Então além de sem sorte, o homem se tornou chato e
muito só. Ele começou a querer achar um culpado para o que acontecia com
ele. Analisando a situação de sua família percebeu que seu pai era um
homem de sorte, sua mãe, esta tinha sorte por ter se casado com seu pai,
e seus irmãos eram muito bem sucedidos, pois então, se não era um caso
genético, só poderia ser coisa do Criador. E depois de muito pensar
resolveu tomar uma atitude e ir até o fim do mundo falar com o Criador,
que como Criador de tudo, deveria ter uma resposta.

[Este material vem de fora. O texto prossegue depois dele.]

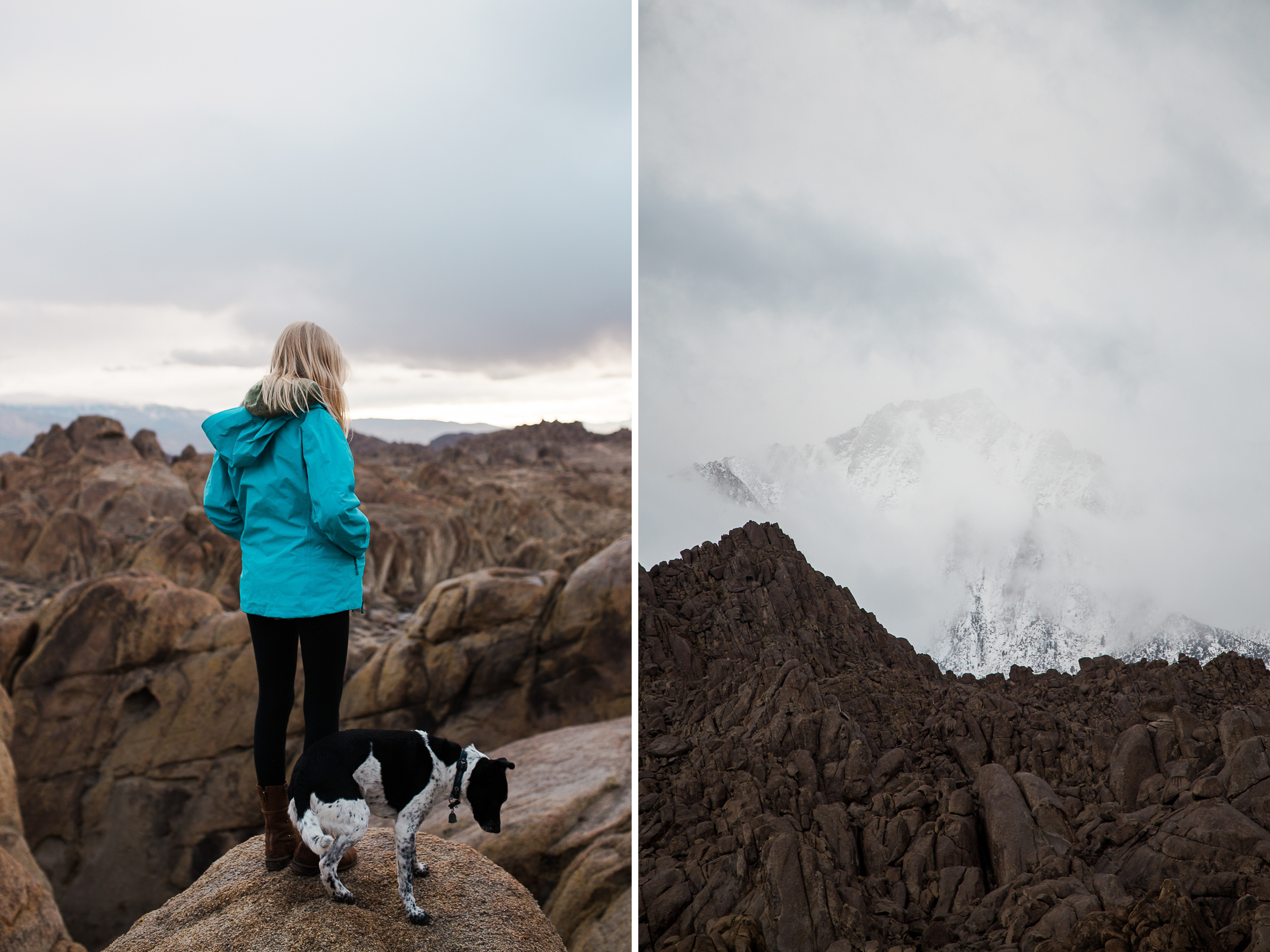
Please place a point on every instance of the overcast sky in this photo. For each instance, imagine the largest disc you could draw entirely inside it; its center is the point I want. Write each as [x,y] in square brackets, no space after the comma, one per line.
[846,205]
[446,187]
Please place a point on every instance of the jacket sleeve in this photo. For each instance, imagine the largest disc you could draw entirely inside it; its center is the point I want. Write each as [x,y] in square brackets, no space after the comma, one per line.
[219,501]
[329,465]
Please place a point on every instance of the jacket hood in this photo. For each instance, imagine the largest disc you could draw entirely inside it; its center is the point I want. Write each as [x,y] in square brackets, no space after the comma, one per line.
[243,433]
[240,437]
[255,400]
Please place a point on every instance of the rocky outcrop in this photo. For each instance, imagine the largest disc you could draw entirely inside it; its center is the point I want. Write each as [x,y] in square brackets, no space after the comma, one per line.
[73,504]
[808,781]
[29,920]
[87,501]
[503,653]
[133,672]
[135,715]
[567,831]
[474,905]
[133,744]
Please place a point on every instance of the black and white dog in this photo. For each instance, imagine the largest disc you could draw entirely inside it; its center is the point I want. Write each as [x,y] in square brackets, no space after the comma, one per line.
[346,777]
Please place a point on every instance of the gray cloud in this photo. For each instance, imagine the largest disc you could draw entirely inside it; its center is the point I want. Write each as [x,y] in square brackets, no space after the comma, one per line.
[442,184]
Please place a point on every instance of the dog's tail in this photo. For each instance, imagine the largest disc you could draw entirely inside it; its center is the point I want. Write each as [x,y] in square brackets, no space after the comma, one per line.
[310,831]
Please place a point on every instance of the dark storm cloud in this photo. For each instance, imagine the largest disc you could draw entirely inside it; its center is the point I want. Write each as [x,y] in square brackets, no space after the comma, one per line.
[440,184]
[847,205]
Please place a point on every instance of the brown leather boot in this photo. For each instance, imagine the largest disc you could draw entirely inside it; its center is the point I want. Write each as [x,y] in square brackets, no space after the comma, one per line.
[280,836]
[305,861]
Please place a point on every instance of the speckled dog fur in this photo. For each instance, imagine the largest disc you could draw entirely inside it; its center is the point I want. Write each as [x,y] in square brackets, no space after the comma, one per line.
[346,777]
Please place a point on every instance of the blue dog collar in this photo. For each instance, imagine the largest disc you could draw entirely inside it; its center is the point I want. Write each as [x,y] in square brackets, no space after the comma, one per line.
[459,783]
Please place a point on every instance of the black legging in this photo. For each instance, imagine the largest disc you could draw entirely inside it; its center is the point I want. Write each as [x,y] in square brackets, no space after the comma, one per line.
[324,643]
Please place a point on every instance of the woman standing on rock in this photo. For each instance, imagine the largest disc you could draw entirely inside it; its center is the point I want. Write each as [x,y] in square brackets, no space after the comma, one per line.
[282,484]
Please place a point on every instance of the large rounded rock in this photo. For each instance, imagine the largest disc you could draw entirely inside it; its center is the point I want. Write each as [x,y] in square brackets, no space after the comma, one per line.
[585,651]
[1007,823]
[475,907]
[29,921]
[501,654]
[133,744]
[1132,762]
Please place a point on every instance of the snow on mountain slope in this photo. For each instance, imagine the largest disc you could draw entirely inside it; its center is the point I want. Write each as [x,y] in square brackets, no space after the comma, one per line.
[1017,517]
[1183,635]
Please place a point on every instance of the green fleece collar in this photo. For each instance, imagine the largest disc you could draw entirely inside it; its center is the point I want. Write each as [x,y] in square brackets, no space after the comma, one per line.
[256,405]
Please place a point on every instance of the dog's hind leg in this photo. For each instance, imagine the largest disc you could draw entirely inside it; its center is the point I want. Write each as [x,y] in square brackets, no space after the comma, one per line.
[404,832]
[327,866]
[347,820]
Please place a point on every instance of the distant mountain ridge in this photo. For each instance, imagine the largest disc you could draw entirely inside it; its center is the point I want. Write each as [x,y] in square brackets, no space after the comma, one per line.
[1032,600]
[177,427]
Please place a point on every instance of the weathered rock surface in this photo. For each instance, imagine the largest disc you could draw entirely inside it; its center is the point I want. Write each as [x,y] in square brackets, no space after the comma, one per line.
[808,781]
[475,907]
[135,686]
[503,653]
[29,920]
[567,831]
[135,712]
[87,501]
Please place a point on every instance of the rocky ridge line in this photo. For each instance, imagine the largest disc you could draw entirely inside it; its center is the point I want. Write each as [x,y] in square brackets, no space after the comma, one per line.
[809,782]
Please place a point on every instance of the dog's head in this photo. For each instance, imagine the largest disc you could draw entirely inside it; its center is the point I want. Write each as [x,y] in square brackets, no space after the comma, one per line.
[487,790]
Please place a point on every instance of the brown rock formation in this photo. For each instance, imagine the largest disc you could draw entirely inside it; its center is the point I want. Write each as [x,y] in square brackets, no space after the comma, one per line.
[503,653]
[29,920]
[136,702]
[475,907]
[567,831]
[135,687]
[808,781]
[85,501]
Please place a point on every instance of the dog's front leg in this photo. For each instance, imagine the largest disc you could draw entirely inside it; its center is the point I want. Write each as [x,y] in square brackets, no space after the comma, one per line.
[404,832]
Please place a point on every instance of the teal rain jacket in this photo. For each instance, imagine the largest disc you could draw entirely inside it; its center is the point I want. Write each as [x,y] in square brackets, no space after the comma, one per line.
[283,486]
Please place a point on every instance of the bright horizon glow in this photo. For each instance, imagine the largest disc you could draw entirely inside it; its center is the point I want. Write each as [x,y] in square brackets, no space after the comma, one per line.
[199,361]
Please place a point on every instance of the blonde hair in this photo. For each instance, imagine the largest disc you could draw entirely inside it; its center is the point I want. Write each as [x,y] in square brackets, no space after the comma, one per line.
[306,354]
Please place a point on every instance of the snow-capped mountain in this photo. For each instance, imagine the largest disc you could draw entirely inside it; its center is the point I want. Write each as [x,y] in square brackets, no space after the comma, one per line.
[1017,546]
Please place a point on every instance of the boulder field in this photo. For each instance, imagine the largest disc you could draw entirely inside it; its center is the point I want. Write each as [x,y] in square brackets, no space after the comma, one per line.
[497,607]
[29,920]
[811,782]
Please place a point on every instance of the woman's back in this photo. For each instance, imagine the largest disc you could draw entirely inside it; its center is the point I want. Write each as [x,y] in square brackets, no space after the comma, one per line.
[283,486]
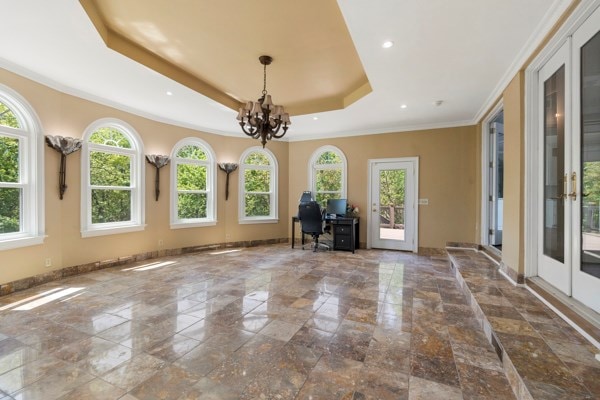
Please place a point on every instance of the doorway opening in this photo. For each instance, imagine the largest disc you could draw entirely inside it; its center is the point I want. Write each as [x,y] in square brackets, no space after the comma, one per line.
[493,177]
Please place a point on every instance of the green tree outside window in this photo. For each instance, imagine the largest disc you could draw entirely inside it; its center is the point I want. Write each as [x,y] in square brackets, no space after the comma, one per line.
[10,197]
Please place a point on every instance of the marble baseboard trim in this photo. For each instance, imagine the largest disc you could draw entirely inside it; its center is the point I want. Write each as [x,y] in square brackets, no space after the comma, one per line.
[432,252]
[463,245]
[514,275]
[36,280]
[515,380]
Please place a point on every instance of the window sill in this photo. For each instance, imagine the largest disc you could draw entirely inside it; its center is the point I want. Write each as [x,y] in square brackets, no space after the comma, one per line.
[259,221]
[184,225]
[24,241]
[113,230]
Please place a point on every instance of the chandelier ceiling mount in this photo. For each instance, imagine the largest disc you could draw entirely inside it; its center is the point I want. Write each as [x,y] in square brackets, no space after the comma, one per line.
[263,119]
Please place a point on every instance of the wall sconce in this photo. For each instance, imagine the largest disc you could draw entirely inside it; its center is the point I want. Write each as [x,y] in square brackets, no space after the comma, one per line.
[158,162]
[65,146]
[228,168]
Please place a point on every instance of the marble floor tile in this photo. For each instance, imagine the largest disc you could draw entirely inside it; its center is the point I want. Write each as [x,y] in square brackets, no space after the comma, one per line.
[133,372]
[422,389]
[96,389]
[264,322]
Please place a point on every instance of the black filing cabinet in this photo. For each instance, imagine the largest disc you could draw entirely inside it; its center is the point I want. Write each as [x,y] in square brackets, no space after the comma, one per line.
[345,233]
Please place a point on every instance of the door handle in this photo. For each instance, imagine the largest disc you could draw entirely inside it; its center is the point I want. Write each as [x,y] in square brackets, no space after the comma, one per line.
[573,193]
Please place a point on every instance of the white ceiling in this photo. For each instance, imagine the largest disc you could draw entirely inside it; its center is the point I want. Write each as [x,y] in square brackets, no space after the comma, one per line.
[463,52]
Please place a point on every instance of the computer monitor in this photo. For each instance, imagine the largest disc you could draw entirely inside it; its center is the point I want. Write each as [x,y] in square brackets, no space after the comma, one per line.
[336,206]
[306,196]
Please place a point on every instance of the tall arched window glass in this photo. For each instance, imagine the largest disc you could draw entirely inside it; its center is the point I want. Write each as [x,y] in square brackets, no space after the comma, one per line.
[21,175]
[258,186]
[112,179]
[328,174]
[193,184]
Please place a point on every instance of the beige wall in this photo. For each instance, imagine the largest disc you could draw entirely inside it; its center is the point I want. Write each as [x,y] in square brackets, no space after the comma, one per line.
[514,170]
[447,166]
[448,178]
[65,115]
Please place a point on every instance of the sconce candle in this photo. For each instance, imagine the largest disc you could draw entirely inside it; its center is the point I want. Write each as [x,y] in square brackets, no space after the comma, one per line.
[228,168]
[65,146]
[158,162]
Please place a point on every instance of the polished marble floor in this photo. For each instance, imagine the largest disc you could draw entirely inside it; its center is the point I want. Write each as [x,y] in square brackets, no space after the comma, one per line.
[268,322]
[545,357]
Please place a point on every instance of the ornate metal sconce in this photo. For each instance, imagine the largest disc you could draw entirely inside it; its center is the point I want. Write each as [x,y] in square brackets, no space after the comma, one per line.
[158,162]
[228,168]
[65,146]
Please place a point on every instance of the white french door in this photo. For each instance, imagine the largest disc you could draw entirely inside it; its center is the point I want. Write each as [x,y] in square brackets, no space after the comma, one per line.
[586,161]
[556,206]
[393,200]
[569,154]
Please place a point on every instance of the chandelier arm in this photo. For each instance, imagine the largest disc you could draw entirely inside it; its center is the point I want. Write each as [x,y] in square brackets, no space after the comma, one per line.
[249,132]
[279,136]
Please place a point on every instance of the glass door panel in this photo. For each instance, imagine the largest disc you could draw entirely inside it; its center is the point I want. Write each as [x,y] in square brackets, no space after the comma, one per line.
[392,188]
[554,166]
[590,157]
[393,199]
[555,205]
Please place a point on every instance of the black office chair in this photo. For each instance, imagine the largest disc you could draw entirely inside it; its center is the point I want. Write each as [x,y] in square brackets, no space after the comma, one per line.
[312,222]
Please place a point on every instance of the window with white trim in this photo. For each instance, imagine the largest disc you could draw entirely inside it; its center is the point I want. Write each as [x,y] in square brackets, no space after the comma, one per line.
[258,186]
[21,183]
[193,184]
[328,174]
[112,179]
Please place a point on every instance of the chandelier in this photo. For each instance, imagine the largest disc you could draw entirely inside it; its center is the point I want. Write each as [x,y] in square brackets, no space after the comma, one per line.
[262,119]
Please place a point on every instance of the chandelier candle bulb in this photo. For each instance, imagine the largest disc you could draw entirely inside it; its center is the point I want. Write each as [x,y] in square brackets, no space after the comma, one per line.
[262,119]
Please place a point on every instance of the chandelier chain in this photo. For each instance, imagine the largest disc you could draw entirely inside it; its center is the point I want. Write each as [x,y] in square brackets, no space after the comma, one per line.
[264,79]
[262,119]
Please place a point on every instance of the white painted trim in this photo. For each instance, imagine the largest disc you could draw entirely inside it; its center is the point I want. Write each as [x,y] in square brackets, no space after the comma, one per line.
[311,169]
[555,11]
[274,189]
[31,164]
[579,15]
[138,198]
[371,164]
[211,186]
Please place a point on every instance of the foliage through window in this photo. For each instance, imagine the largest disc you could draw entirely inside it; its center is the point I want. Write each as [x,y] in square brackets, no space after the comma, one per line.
[328,178]
[193,178]
[21,209]
[258,178]
[112,175]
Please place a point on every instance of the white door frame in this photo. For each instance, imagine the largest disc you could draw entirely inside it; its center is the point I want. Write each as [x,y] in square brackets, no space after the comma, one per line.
[485,162]
[532,130]
[415,162]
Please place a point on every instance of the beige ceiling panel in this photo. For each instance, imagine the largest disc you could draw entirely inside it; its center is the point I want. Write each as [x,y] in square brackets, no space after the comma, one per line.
[213,48]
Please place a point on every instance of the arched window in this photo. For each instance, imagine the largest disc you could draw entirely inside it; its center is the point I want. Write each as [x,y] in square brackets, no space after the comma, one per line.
[328,174]
[258,186]
[21,177]
[112,179]
[193,184]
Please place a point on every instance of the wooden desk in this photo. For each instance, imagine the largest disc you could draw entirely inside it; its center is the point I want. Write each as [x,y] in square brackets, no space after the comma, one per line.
[344,229]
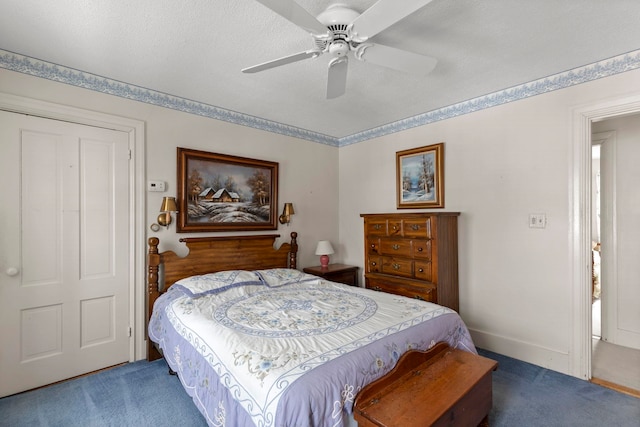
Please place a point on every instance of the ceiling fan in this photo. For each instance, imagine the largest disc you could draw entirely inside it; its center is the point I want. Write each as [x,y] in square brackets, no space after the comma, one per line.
[340,30]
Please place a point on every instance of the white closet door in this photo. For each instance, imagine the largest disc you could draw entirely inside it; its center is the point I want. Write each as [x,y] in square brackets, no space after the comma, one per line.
[64,250]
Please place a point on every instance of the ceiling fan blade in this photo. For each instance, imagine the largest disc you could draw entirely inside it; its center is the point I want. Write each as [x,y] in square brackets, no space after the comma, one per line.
[396,59]
[282,61]
[382,15]
[295,13]
[337,83]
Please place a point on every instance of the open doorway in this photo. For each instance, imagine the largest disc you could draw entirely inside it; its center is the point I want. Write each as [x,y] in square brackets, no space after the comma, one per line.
[615,249]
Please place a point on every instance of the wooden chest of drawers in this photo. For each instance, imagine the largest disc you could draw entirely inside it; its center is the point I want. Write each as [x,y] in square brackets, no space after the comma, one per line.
[413,254]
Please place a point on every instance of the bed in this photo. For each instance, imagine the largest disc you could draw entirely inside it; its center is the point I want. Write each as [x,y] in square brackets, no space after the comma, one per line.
[257,342]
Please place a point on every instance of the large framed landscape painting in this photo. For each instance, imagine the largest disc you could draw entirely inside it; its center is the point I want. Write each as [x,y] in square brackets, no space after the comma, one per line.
[420,177]
[218,192]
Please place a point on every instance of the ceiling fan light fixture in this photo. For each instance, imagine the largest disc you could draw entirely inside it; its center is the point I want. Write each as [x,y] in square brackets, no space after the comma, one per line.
[339,48]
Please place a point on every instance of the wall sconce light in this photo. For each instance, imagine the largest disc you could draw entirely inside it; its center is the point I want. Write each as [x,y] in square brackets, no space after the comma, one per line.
[285,218]
[168,206]
[324,249]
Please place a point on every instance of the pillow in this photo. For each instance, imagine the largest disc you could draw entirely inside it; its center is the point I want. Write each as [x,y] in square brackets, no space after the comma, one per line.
[275,277]
[214,283]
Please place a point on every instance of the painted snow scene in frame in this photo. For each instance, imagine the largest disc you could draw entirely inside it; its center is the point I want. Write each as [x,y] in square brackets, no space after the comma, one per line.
[218,192]
[420,177]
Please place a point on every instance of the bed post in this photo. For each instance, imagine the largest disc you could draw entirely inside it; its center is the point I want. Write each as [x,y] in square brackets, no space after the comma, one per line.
[153,262]
[294,250]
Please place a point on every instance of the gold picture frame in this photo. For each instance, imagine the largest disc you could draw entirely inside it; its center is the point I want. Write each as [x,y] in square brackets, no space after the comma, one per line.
[420,177]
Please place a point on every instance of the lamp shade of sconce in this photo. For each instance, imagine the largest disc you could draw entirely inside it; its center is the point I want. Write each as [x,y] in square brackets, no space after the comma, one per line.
[324,249]
[285,218]
[168,205]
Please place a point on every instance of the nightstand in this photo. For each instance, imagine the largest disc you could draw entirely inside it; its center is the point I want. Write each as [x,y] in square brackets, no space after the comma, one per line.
[341,273]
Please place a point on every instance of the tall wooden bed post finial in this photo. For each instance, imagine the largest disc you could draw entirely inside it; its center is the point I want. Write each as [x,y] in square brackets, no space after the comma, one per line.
[153,291]
[294,250]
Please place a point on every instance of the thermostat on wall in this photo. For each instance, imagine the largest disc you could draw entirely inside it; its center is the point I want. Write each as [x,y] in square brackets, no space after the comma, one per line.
[155,186]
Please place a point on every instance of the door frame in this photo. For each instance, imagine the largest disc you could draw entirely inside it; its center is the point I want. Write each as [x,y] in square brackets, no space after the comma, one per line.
[136,134]
[580,224]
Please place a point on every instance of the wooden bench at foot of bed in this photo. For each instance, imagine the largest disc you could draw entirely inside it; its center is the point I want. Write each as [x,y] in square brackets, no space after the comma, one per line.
[440,387]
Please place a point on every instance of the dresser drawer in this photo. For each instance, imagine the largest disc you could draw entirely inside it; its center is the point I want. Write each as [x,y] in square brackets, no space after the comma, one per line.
[373,246]
[394,228]
[397,266]
[426,292]
[419,228]
[374,264]
[395,247]
[422,270]
[421,249]
[377,227]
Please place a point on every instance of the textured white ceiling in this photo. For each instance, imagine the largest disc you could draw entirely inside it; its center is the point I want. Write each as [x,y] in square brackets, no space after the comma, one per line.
[195,49]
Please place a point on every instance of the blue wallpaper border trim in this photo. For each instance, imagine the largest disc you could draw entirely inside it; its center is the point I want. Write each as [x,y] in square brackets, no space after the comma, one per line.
[35,67]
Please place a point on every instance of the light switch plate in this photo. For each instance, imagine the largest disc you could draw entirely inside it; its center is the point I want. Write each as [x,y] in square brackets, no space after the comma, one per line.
[155,186]
[537,220]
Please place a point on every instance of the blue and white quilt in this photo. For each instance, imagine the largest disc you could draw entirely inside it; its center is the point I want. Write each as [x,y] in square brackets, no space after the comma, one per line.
[283,348]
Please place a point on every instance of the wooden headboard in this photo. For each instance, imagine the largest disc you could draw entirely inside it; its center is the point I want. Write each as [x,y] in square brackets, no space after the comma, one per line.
[209,255]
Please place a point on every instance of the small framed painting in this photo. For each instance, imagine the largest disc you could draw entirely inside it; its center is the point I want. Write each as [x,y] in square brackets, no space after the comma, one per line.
[218,192]
[420,177]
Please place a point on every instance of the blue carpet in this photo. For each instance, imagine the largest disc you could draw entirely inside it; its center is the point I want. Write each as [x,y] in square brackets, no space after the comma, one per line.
[137,394]
[143,394]
[528,395]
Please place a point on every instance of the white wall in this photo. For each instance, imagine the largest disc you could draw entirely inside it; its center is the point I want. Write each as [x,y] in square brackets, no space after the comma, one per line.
[501,164]
[308,172]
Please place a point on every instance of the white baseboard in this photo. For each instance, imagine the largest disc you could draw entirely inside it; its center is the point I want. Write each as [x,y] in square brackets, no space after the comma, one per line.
[521,350]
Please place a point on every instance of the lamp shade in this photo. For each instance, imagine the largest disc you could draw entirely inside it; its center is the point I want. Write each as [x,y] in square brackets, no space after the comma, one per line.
[324,248]
[288,209]
[168,205]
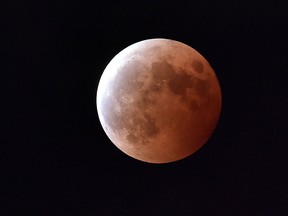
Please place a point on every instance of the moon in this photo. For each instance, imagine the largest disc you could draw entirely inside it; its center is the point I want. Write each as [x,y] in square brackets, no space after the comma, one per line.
[159,100]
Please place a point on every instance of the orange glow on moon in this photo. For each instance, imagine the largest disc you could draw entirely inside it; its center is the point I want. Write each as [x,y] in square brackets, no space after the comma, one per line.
[159,100]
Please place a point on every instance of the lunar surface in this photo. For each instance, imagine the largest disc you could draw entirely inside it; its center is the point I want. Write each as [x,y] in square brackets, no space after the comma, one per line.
[159,100]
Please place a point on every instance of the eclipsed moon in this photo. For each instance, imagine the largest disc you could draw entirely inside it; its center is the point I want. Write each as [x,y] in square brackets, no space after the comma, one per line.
[159,100]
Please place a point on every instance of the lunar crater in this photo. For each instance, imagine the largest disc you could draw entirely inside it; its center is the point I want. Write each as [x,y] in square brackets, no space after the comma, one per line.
[159,100]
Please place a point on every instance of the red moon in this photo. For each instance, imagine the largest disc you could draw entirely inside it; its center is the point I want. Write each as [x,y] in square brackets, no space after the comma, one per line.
[159,100]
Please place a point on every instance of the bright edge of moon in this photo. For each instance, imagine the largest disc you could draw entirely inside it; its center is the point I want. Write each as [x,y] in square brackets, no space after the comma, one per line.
[159,100]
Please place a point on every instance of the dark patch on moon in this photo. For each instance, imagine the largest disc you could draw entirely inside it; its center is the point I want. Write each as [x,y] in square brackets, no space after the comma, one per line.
[162,71]
[198,66]
[179,83]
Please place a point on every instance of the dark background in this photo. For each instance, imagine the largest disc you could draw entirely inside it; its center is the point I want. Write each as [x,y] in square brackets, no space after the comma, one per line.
[55,159]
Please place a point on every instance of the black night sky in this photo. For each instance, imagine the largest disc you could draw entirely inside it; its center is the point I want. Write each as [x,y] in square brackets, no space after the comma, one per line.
[55,158]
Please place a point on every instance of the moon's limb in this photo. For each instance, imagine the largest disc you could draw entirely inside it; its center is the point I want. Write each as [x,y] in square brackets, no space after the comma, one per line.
[159,100]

Arrumou sua malinha, algum alimento e partiu rumo ao
fim do mundo. Andou um dia, um mês, um ano e um dia, e pouco antes de
entrar numa grande floresta ouviu uma voz:
- Moço, me ajude. Ele
então olhou para os lados procurando alguém. Até que se deparou com um
lobo, magro, quase sem pelos, era pele e osso o infeliz. Dava para
contar suas costelas.
Ele falou:
- Há três meses estou nesta situação. Não sei o que está acontecendo comigo. Não tenho forças para me levantar daqui.
O homem refeito do susto respondeu:
- Você está
se queixando a toa... Eu tive azar a vida inteira. O que são três meses?
Mas faça como eu. Procure uma resposta. Eu estou indo procurar o
Criador para resolver o meu problema.
- Se eu não tenho forças nem para ir ao rio beber
água... Faça este favor para mim. Você está indo vê-lo, pergunte o que
está acontecendo comigo. O homem fez um sinal de insatisfação e disse
que estava muito preocupado com seu problema, mas se lembrasse,
perguntaria. Virando as costas, continuou seu caminho.
Andou um dia, um mês, um ano e um dia e de repente, ao tropeçar numa raiz, ouviu:
-
Moço, cuidado. E quando olhou, viu uma folhinha que vinha caindo,
caindo; Olhando para cima, viu a árvore com apenas duas folhinhas.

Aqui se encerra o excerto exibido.